今回は鉄道模型・・・と言うよりも、鉄道模型プラモデルと言った方がお似合いの物件です。

 

オリエンタル模型の国鉄ED92形電気機関車。このキットの『製作放棄』と思しきものです。

ED92形電気機関車は、私にとって思い入れのある機関車で、この普通の国鉄機と明らかに

違う美しい容姿、1両という特異性が気になり、小学1年生の頃に図鑑で初めて見て以来、

ずっと愛し続けて来た、憧れの電気機関車で、それはこのキットにも同じ思いがありました。

もちろん、何度かこのキットの製作にトライしましたが、子供の頃の腕では所詮それなりで、

元々走らす事が難しい鉄道模型プラモデルなので、素組でカタチにするだけで、悦に浸って

楽しんでいたに過ぎず、またその作った物も、知らない間に私のもとから消えていました。

 

未製作のストックは15年程前に再び入手し、以来大切に温存しているのですが、今の技術で

もう一度作ってみたくなり、ネットオークションで探してみると、たまに出品されていたとしても物凄い高額品となっており、未製作品を再度入手する事など、今の私にはとても不可能です。

酷い組立済みのジャンク品でも探さないと、もう一度製作するは、到底無理と思いましたが、

やっとの思いで、この『製作放棄品』を入手する事が出来ました。今の私に入手出来る限界が

この様な状態である事が、キットの希少価値を表しており、心してレストアに掛かります。

 

箱は良好で、ストックの箱よりも、一部は綺麗だったのですが、レストアする本体は壮絶です。
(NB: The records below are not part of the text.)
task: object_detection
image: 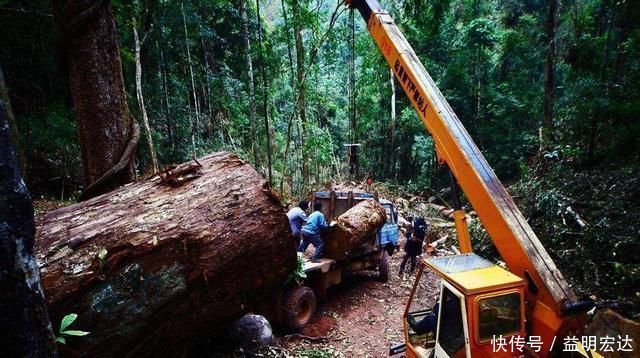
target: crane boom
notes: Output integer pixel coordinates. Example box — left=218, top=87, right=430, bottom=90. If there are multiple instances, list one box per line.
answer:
left=347, top=0, right=588, bottom=346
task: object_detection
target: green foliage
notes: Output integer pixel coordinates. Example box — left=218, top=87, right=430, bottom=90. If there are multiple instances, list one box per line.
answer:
left=56, top=313, right=90, bottom=344
left=285, top=255, right=307, bottom=285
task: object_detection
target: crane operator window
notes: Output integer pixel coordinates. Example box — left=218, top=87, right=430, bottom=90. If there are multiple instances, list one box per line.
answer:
left=478, top=292, right=521, bottom=341
left=438, top=287, right=464, bottom=356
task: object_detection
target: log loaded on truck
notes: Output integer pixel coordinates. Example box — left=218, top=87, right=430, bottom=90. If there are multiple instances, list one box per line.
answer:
left=258, top=191, right=398, bottom=331
left=346, top=0, right=608, bottom=357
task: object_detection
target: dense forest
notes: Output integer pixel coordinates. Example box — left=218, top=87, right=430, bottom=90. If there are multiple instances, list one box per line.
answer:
left=0, top=0, right=640, bottom=342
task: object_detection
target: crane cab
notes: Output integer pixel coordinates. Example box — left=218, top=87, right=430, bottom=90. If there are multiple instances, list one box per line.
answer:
left=403, top=253, right=525, bottom=358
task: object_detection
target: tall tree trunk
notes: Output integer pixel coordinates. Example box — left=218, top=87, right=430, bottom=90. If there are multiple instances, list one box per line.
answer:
left=280, top=0, right=298, bottom=193
left=292, top=0, right=309, bottom=186
left=53, top=0, right=139, bottom=196
left=240, top=0, right=260, bottom=170
left=349, top=10, right=359, bottom=180
left=389, top=70, right=396, bottom=179
left=156, top=37, right=176, bottom=150
left=180, top=3, right=200, bottom=155
left=256, top=0, right=273, bottom=186
left=131, top=16, right=158, bottom=173
left=201, top=37, right=213, bottom=138
left=0, top=99, right=57, bottom=357
left=541, top=0, right=558, bottom=147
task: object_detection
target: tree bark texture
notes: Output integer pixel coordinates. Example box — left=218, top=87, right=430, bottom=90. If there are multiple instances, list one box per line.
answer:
left=53, top=0, right=139, bottom=194
left=37, top=152, right=296, bottom=356
left=292, top=0, right=309, bottom=187
left=0, top=65, right=25, bottom=167
left=180, top=2, right=200, bottom=155
left=131, top=16, right=159, bottom=173
left=542, top=0, right=558, bottom=141
left=240, top=0, right=260, bottom=168
left=0, top=100, right=57, bottom=357
left=322, top=199, right=387, bottom=261
left=256, top=0, right=273, bottom=186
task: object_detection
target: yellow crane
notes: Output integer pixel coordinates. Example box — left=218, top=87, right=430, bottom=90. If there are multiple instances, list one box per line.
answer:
left=346, top=0, right=593, bottom=357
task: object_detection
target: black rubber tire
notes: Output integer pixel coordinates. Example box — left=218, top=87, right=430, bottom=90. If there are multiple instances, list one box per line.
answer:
left=378, top=250, right=389, bottom=282
left=282, top=286, right=316, bottom=332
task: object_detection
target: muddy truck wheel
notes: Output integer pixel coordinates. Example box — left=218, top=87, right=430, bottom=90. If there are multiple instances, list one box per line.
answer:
left=283, top=286, right=316, bottom=332
left=378, top=250, right=389, bottom=282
初めて箱を開けた時の印象は、『えらい物件に手を出してしまった、どうしようか・・』でした。

元々バラバラのボディは、組み立てられていたのですが全体に歪んでおり、もっと言うと

平行四辺形で組まれ、接着剤もはみ出し放題、屋根の碍子に至っては、絶句するぐらいの、

或る意味、芸術的でシュールな装着状態で、他の碍子は接着後に折れたのか、足が屋根に

残ったまま放置され、接着剤の跡が全ての孔の周りに残り、どうにでもなれと言った感です。
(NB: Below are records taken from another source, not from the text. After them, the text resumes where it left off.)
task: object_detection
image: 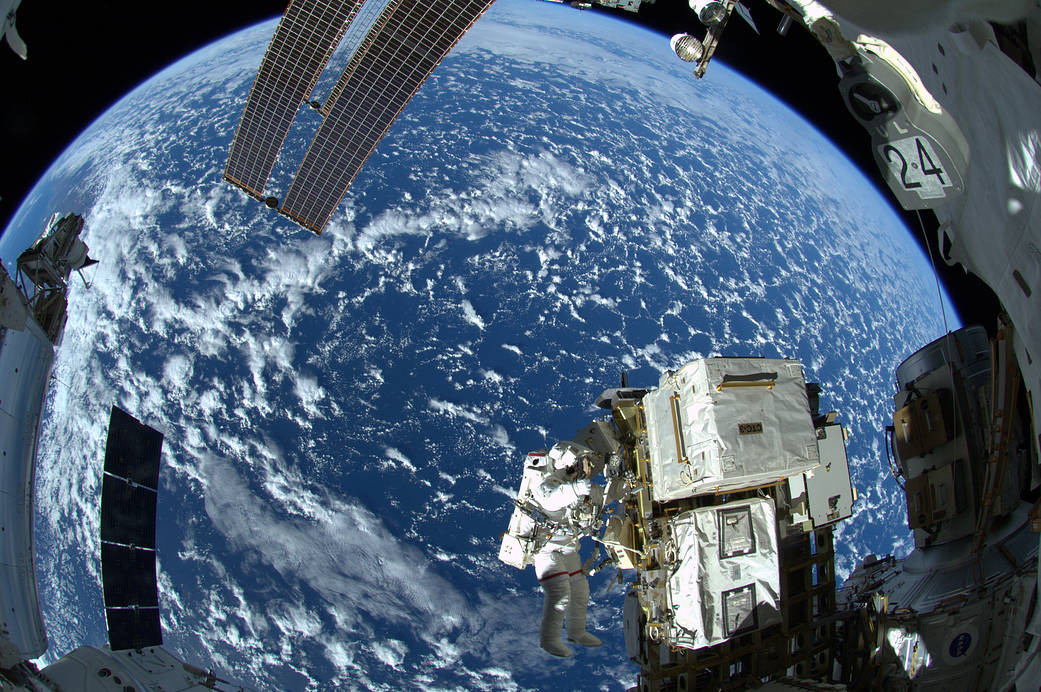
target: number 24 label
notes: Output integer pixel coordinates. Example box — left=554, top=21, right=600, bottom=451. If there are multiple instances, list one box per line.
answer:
left=879, top=137, right=951, bottom=199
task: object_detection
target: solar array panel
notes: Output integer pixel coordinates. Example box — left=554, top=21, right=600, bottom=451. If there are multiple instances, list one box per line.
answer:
left=279, top=0, right=492, bottom=233
left=105, top=406, right=162, bottom=490
left=101, top=406, right=162, bottom=650
left=224, top=0, right=364, bottom=199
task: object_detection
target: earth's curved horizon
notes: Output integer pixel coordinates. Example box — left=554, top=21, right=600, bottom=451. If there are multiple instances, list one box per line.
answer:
left=0, top=0, right=953, bottom=690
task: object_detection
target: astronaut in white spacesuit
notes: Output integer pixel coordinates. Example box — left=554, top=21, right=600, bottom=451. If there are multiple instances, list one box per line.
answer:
left=532, top=442, right=604, bottom=658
どうやら年少者が、組み立て放棄した雰囲気ですが、私が子供の頃に組み立てた時でも、ここまで酷い事はせず、ボディもちゃんと箱にし、碍子も孔を広げてキチンと差し込みました。

 

下周りは案外と落ち着いている様ですが、そのまま組んだだけで、絶対に動作しません。

ここでも接着剤がはみ出しは勿論、台車の左右対称も考えておらず、分解は絶対です。

 

パンタグラフとスカートも、歪みやズレが当たり前のように、何とも雑に組まれています。
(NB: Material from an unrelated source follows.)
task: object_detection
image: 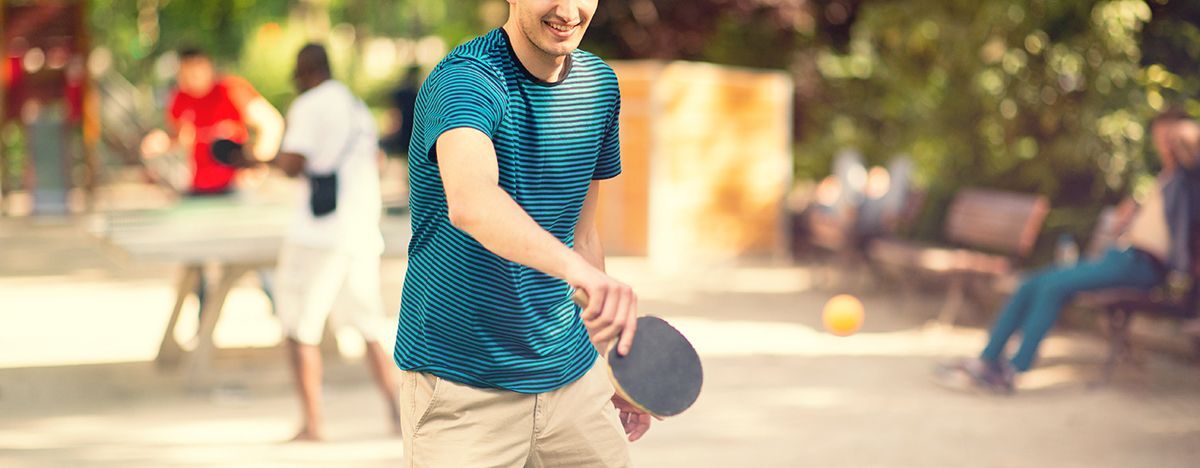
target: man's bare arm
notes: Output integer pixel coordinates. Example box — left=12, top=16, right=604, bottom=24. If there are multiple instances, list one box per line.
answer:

特にパンタグラフは細い上に、接着面積が小さいにもかかわらず、接着剤が盛大にはみ出て

もう原形での分解は99%不可能と思われるので、何らかの対策で、新たな手を考えます。

スカートも少しだけアップデートし、少しでもED92形の『顔』に近づけてみたいと思います。

 

前回のレストア大作、バンダイのホンダTN360に続いて、絶版のマブチFA13モーター。動作するかしないか、これによって今回のレストア進行方針が、大きく変わります。

シャフトに動力伝達用のゴムチューブが粉々になった残骸の状態で、一部が残っています。

 

袋にまとめて入れられていた、小間物パーツ一式。原始的なスイッチには怪しい状態にて

取り付けられた金具、脚が折れたと見られる電池金具ユニット、屋根から外れたままの碍子、

見るだけで、今後のレストアにおける様々な苦難が窺い知れる様で、気が滅入る様です。